Git branching practice with two release targets

I have a simple question about git branching practice :

Say there are master & develop branches. All feature development tasks are working on corresponding feature branches, targeting at develop branch. (feature branch is branched off from develop)

I have tasks for the release of app version 1.0.0 , in the meantime, I have also tasks for the future release of app version 1.1.0.

I know in general, tasks should targeting at develop branch, but I don't want to release 1.0.0 which contains feature for 1.1.0 , so, I can't have all tasks merging to develop branch.

The solution I could come up with is having a temporary branch (branch off from develop) for 1.1.0, tasks for 1.1.0 merged to that temporary branch. Wait until release candidate branch for 1.0.0 is created, then, merge that temporary branch to develop for future release 1.1.0.

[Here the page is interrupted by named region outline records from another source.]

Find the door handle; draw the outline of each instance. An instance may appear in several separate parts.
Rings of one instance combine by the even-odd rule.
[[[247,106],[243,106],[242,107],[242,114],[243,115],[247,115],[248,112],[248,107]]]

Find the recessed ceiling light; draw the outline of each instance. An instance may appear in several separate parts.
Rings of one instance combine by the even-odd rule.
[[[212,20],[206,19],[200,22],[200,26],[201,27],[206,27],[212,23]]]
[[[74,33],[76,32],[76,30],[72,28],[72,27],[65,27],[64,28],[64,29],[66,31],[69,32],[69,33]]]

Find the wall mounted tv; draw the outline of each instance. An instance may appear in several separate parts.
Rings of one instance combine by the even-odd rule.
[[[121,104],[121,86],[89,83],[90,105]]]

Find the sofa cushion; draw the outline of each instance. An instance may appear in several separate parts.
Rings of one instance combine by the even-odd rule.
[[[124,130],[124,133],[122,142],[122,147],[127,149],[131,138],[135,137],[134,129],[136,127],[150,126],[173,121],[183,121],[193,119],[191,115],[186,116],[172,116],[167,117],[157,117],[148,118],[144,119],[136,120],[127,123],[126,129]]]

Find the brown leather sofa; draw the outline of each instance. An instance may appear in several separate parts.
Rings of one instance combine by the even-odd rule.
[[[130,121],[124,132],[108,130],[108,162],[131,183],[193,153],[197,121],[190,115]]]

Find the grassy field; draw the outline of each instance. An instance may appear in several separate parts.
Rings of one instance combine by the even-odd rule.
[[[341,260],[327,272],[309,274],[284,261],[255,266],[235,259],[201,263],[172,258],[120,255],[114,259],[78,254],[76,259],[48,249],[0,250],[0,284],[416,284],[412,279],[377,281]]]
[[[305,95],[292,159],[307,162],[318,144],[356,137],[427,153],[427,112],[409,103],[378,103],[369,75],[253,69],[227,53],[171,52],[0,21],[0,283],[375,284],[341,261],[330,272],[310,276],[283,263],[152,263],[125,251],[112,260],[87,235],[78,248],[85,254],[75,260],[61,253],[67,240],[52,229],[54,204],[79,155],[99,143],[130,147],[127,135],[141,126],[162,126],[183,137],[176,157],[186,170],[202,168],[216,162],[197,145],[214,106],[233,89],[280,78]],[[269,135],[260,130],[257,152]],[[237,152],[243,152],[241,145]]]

Do you have a better practice then what I come up with?

Upvotes: 0

Views: 1359

Answers (2)

AnoE
AnoE

Reputation: 8345

I know in general, tasks should targeting at develop branch,

That is mainly true for the popular git-flow workflow. There is no "should" about it, and git itself has no opinion about how you use it.

git-flow works when you have just a single "next" release, if you pretty well know what goes into the next release, and if you usually do not wish to back out changes from your develop branch. For example, in my current main project, these three assumptions are wrong. So we do not use git-flow.

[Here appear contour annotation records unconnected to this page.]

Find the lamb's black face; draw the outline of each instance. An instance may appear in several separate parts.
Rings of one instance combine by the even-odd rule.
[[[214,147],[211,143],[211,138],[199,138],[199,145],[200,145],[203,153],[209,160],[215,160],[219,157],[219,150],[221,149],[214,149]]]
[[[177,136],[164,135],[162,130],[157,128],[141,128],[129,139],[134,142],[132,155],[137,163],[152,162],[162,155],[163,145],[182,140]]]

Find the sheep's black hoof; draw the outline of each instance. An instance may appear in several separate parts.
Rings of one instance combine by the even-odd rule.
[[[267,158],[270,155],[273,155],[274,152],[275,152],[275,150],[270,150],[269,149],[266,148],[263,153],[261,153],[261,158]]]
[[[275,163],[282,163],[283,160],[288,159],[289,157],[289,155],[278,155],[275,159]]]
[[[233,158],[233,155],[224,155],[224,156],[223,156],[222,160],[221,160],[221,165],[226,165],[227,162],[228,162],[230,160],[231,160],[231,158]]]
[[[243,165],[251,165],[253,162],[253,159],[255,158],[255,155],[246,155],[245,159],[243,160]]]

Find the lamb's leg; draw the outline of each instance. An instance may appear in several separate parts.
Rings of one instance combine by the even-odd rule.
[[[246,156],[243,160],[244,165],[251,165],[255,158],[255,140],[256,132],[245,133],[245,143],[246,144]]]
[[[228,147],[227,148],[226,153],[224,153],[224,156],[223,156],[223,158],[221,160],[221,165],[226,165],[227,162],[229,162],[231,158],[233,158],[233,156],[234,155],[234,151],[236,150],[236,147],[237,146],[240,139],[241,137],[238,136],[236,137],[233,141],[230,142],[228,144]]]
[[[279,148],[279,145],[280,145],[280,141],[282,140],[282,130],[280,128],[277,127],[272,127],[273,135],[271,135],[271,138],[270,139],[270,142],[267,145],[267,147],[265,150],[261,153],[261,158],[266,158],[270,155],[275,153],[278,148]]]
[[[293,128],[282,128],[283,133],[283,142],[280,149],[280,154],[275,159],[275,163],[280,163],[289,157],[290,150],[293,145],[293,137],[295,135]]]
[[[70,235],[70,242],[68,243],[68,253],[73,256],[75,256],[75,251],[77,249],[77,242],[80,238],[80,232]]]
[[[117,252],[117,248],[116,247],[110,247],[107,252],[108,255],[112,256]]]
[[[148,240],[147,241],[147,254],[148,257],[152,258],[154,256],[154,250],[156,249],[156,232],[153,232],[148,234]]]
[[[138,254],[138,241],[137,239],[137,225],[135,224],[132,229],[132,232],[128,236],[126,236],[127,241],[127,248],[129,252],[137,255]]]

The solution I could come up with is having a temporary branch (branch off from develop)

Why branch off of develop, in the first place? You can use master (with the meaning of "current release") instead. If all your branches are sourced from master, and you get rid of develop, and you have ephemeral future-release-branches which are frequently re-built from scratch (reset to master, merge all relevant features into them) there is no problem targetting multiple future releases while still developing all new features in parallel. There is a workflow called branch-per-feature which is very great for this.

Upvotes: 1

Mark Adelsberger
Mark Adelsberger

Reputation: 45689

The answer to this question will vary by workflow (and that will vary by team preferences and project nature), so the question flirts with being opinion-based or over-broad... but I guess some general thoughts would be:

The easiest thing is to minimize the overlapping time during which features are being developed for multiple releases. From a priority-and-effort standpoint, this usually makes sense anyway.

For example the popular gitflow workflow more or less assumes that open feature branches are all (at least potentially) for the upcoming release. Once you close the feature set for version x, you create the version x release branch. Only release-related work and minor bugfixes should occur on the release branch (which eventually gets merged back to develop so that such fixes aren't lost). And it's when the feature x release branch is created, that any open features become "version x+1 features" and you open any new features that you already were withholding for the x+1 release.

(A related point: it is often useful to be flexible in what features go to what release, so that you can release when the time comes with whatever value is ready to go. This is somewhat related to agile thinking.)

But if you find that actively developing two versions is the way to go for your project, you'll need to do something different. I'd get away from the idea of a develop branch at all, because of the branch name juggling that would ensue.

So then release-development branches (e.g. dev-1.0.0) could replace develop. You'd create a release-development branch from the prior release-development branch, but thereafter you'd have to regularly incorporate changes from the previous release-development branch into the current release-development branch. Since this is a shared/long-lived branch, you wouldn't want to do that by rebase, which means periodic merge commits are likely what you'd need.

There are other ways, and like I said it wanders quickly into opinion territory once you get away from the documented-and-time-tested approaches.